A patient may receive the treatment when the pain at its peak and the release after surgery could be the result of natural course, i.e. chronic pain peaks and wanes itself.

(3) The cause of the pain is often not as straight forward as people think. If a patient comes with pain in knee and an X-ray shows meniscus wear, it is no brainer to assume the worn meniscus causes the pain. So repair the meniscus. However, you can find all kinds of “abnormalities” even among people without knee pain. Why not everyone has the symptom? In fact, there is no necessary connection between pain and injury. Since we don’t know why this pain occurs, it is not surprising that we don’t know why it diminishes.

All in all, here are some takeaway points:

  1. The placebo effect is widespread.
  2. Many conventional treatments, even surgery, are not better than placebo.
  3. It’s hard to claim causal relationships in this complex world.

The use of randomized trials as a scientific method to determine the real effect of therapy is a significant step in distinguishing modern medicine from traditional medicine. But as we have seen, many mainstream treatments can not pass this test. But I do not want to complain about medical care. We have never been perfect but have been improving. What I am wondering are the following questions:

  1. In the digital and internet world, how can we identify the quality of information? How many “facts” we learn from whatever channels can pass the test?

  2. What will be the consequence if we don’t try to screen the information but take it through our color tinted glasses (i.e., we see what we want to see, hear what we want to hear)?

  3. In 1948, the sociologist Robert Merton coined the term self-fulfilling prophecy.

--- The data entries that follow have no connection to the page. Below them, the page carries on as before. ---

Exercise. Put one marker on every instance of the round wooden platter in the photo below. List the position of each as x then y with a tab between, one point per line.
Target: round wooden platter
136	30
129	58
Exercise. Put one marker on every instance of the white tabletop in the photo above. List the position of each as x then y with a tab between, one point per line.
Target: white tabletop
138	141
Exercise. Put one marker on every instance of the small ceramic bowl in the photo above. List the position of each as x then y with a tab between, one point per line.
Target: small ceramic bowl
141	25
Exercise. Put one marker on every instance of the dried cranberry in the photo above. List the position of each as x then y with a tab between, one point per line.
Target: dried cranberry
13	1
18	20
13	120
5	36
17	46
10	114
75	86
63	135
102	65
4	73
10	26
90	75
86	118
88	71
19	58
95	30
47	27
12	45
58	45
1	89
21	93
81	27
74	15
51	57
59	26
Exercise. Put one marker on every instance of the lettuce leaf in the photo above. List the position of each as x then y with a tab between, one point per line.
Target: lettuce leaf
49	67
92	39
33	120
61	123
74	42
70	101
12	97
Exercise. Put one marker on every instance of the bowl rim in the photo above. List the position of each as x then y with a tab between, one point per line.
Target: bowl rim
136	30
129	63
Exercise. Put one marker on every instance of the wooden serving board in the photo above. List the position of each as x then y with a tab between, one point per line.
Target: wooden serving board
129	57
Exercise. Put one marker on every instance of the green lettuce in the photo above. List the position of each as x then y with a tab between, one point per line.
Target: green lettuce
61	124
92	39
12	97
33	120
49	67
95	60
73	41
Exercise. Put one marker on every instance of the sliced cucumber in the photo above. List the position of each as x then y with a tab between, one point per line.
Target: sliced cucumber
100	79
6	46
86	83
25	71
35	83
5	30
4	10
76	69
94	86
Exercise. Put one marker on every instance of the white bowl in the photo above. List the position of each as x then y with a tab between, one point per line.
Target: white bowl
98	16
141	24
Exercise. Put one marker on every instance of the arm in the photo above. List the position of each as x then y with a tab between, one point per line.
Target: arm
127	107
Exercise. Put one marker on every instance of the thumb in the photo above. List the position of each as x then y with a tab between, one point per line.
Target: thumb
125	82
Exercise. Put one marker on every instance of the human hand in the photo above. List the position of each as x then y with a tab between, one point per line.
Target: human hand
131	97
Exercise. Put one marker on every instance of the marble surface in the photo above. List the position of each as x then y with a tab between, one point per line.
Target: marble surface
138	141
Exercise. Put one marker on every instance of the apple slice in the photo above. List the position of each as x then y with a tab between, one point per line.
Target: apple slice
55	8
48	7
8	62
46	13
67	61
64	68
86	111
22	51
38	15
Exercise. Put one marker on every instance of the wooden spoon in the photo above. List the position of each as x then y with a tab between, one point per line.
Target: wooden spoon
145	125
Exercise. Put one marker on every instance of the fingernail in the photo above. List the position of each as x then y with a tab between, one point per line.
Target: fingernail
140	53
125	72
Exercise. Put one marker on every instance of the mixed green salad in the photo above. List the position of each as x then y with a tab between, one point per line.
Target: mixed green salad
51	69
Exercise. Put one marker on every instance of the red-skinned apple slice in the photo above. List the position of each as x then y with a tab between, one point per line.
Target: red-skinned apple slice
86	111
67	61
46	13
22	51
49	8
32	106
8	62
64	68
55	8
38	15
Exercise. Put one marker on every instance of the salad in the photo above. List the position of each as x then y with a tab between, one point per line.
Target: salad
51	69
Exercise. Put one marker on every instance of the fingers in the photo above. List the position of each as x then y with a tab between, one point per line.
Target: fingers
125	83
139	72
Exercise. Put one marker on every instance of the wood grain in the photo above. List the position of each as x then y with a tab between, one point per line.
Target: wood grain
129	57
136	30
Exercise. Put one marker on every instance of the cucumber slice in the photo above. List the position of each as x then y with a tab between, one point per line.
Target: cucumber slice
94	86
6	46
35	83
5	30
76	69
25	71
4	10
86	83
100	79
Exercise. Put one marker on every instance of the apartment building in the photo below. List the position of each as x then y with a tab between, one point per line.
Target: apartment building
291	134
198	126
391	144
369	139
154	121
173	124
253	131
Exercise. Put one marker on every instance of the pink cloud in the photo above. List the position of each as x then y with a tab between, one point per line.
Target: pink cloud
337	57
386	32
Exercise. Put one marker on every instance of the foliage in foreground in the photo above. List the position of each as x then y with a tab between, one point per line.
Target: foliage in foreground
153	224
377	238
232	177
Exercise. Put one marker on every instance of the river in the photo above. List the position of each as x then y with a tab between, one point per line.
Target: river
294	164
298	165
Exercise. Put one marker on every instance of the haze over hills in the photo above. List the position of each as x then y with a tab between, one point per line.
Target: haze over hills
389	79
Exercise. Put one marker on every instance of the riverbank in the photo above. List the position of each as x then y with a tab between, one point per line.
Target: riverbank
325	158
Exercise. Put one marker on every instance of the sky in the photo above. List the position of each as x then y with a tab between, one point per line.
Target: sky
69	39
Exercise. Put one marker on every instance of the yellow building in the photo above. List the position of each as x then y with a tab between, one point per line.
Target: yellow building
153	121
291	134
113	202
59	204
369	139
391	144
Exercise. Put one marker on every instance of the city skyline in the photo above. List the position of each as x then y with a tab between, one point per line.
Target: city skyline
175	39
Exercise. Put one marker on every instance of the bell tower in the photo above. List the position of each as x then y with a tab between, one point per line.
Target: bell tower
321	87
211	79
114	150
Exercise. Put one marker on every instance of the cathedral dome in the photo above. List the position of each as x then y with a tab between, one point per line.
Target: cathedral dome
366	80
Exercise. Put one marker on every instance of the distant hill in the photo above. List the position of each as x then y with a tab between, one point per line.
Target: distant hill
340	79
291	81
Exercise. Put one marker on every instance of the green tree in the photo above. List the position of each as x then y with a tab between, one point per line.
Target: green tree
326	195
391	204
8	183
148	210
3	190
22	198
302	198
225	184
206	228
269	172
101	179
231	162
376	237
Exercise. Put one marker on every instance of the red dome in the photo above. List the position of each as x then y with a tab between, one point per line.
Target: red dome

    “Self-fulfilling prophecy is, in the beginning, a false definition of the situation evoking a new behavior which makes the originally false conception come true. “

    It means that expectations are likely to influence our development which is not new. But how big is the impact? George Bernard Shaw’s play “Pygmalion” is a classic makeover tale—the story of a professor who transforms a working-class girl into an upper-class lady. Is Pygmalion effect a significant factor in producing and maintaining gender and racial gaps in IQ testing, GPAs, and college success?

  4. If belief is that impactful, what should we believe?